Dick Green

Personal information
- Full name: Richard Green

Playing information
- Position: Prop, Second-row, Hooker
Club
| Years | Team | Pld | T | G | FG | P |
| 1908–09 | South Sydney | 21 | 7 | 16 | 0 | 53 |
| 1911 | Annandale | 5 | 0 | 5 | 0 | 10 |
| 1912 | South Sydney | 6 | 0 | 0 | 0 | 0 |
|  | Total | 32 | 7 | 21 | 0 | 63 |
Representative
| Years | Team | Pld | T | G | FG | P |
| 1908–09 | New South Wales | 2 | 0 | 0 | 0 | 0 |
- Source:

= Dick Green (rugby league) =

Australian rugby league footballer

Dick Green was an Australian rugby league footballer who played in the 1900s and 1910s. He played for South Sydney and Annandale in the New South Wales Rugby League (NSWRL) competition. Green was a foundation player for South Sydney being a part of the club's first ever season and playing in their first ever game.

==Playing career==
Green played in South Sydney's first ever game against North Sydney in the opening week of the NSWRL competition. South Sydney defeated Norths 11–7 at Birchgrove Oval with Green scoring one of the club's first tries.

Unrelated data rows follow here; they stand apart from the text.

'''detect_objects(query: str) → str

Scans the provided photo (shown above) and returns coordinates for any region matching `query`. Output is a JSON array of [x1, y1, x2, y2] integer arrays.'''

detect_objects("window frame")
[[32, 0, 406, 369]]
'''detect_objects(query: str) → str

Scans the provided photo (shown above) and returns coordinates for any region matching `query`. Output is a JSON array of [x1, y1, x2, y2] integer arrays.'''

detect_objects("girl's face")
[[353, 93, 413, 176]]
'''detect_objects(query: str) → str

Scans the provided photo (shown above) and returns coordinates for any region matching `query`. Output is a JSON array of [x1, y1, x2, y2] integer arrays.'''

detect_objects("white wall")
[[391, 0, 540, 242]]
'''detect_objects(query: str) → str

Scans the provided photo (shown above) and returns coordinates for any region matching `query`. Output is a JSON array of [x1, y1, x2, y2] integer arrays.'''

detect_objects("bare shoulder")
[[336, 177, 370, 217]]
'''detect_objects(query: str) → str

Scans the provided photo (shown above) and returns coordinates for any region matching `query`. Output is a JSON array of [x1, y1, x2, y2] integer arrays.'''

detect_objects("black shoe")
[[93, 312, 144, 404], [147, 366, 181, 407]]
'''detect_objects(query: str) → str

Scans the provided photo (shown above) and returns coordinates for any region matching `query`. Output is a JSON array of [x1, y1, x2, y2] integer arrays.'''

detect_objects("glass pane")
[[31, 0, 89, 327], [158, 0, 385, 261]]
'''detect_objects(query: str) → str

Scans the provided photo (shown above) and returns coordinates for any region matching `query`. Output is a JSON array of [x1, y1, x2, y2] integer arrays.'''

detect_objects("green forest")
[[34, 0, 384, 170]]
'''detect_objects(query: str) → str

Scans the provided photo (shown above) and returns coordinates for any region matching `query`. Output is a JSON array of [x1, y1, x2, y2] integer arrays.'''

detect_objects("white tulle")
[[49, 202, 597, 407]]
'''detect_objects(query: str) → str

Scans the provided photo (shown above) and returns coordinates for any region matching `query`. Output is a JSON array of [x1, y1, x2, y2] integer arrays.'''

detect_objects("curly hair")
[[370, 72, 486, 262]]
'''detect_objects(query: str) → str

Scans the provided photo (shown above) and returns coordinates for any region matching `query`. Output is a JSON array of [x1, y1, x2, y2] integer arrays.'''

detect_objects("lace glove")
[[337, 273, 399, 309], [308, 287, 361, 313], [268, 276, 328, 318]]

Souths went on to claim the inaugural minor premiership in 1908 and reach the first NSWRL grand final against Eastern Suburbs. Green played at prop as Souths claimed their first premiership winning 14–12 at the Royal Agricultural Society Grounds in front of 4000 spectators.

In 1909, Green played 10 times for the club as Souths claimed their second premiership in a row against Balmain in controversial circumstances.

Green did not make an appearances for Souths in 1910 spending the whole season playing with the South Sydney Federals. In 1911, Green joined Annandale and spent one season at the club before returning to South Sydney. Green retired at the end of 1912.